I remember when he left the hotel for his conference and I decided to take Kelly and Paige to the indoor pool by myself... I was so bad at it. I had a 5 month old and a 2 year old and I was trying to carry everything and get shoes on Kelly, keep Paige from crying, make sure I had the hotel key, keep ME from crying. I'm sure you get the picture. I was a wreck. I realized this wouldn't be restful, or relaxing or fun (for me).
Once we actually got to the pool it only got worse. Kelly didn't want to get her face wet, Paige wanted to drink the pool, I wanted to hide my tears in the pool, I had to take my glasses off and I couldn't see a thing. It lasted for what seemed for ever, but was probably only 30 minutes.
Then taking 2 wet cranky girls back up through the lobby to get to our room, was even worse than getting down there. I remember thinking "How does any mother go anywhere?"

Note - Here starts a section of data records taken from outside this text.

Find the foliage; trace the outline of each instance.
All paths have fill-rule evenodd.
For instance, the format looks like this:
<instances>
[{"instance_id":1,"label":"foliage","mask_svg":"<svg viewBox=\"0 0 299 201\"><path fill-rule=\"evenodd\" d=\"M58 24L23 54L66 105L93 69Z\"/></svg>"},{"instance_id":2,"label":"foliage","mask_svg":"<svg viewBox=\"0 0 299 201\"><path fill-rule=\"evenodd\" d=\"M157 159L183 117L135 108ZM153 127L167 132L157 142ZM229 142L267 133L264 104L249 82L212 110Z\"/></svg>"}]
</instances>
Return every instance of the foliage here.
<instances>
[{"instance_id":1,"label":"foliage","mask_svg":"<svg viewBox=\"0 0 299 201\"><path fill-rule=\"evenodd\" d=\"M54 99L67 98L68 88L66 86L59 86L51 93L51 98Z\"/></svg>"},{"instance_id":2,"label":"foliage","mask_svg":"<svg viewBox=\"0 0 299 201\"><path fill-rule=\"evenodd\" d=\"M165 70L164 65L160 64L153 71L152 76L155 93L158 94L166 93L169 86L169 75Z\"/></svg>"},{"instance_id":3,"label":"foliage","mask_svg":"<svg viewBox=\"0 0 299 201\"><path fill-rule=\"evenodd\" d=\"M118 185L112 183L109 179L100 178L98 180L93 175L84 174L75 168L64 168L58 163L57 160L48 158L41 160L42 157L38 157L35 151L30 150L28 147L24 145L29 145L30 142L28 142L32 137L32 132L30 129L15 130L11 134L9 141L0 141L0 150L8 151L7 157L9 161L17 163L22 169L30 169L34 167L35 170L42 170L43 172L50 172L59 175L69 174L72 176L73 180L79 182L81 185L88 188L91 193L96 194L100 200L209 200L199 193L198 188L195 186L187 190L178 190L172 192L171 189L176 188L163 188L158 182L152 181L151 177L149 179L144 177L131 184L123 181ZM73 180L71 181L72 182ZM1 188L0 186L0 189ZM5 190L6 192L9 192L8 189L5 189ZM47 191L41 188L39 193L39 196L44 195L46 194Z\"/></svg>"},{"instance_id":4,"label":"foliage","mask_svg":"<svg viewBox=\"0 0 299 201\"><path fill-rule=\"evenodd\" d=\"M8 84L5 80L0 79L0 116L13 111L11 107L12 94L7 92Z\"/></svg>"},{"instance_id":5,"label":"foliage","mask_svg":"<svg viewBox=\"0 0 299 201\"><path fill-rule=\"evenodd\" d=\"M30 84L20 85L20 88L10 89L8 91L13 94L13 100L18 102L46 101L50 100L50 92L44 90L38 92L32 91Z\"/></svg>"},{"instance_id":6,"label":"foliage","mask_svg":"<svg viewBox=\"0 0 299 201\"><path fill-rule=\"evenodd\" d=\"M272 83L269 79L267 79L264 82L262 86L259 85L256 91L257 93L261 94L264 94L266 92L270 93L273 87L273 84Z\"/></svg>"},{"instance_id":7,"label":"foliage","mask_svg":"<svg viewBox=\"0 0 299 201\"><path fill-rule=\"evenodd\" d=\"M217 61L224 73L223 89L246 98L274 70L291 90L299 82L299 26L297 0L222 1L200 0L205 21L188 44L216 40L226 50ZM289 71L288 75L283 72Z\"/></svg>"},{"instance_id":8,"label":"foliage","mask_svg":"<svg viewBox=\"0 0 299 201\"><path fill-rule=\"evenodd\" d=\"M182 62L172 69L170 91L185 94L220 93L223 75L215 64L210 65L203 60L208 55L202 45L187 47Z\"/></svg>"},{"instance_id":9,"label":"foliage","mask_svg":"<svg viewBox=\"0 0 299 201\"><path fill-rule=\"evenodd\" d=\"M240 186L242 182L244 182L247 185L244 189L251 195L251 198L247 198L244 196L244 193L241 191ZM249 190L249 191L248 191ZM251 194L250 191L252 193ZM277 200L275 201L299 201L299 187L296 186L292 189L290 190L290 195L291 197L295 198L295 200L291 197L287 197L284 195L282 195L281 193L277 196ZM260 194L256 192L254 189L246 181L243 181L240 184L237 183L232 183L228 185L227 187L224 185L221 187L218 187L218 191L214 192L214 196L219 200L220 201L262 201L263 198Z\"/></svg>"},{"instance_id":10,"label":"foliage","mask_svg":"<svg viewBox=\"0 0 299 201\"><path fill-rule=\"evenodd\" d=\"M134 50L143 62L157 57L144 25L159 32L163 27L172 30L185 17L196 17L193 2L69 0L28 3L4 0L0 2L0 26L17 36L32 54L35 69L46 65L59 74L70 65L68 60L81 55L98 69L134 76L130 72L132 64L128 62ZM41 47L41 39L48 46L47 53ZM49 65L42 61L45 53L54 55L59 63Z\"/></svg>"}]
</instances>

Jump forward 4 years to Tuesday June 10th, 2008:
I took 4 children to a wading pool and fountain and had a picnic lunch (with friends). I went Solo. I had no husband with me. I did it and not only did I "survive" I succeeded. I enjoyed myself, my 4 children had a great time, there were no major outbursts, and no heart attacks on my part. I was a ROCKSTAR!! (I'm kidding of course)
But honestly, I remember sitting by the pool with Preston, thinking "Look how far I've come." It's not often I get to reflect on my growth in the midst of a challenge.
What's funny is ever since this past Tuesday, I've been thinking about my growth over the past few years. I've come a long way.
- I remember when I just had Kelly and I would get so stressed I would call Adam while he was at School and tell him that I quit, that it was his turn to stay with Kelly and that I would go do his Chemical Engineering classes.
- I remember moving into our house when I was 9 months pregnant with Paige and having a nervous breakdown, because we couldn't fit our basement couch in the basement, so the MEN decided that my livingroom should be in the basement.
- I think back to all my trips to STL alone. The stopping at rest-stops to nurse Tommy and then running into the bathroom with 3 children attatched. Throwing snacks to the back of the mini-van so that I wouldn't have to stop the car.
- Moving away from my support system when my 3rd monster was just one month old. I had no clue how anyone managed without a family as supportive as mine.
- Surviving Adam's first 2 years of Dental School. He would leave soo early in the morning and Saturdays were dedicated to his studies.
Now I know that I have a lonnnng way to go, but I don't think "we" focus enough on our growth and strengths enough. I think "we" are far to eager to find our shortcomings and flaws.
I know that on that day back in March 2004 I thought I was the most fumbling, unimpressive mom out there.
I now know that while I'm no Mary Poppins, Super Nanny or Ronnie Autry, I'm not half bad and I'm all they've got so I better not let them down.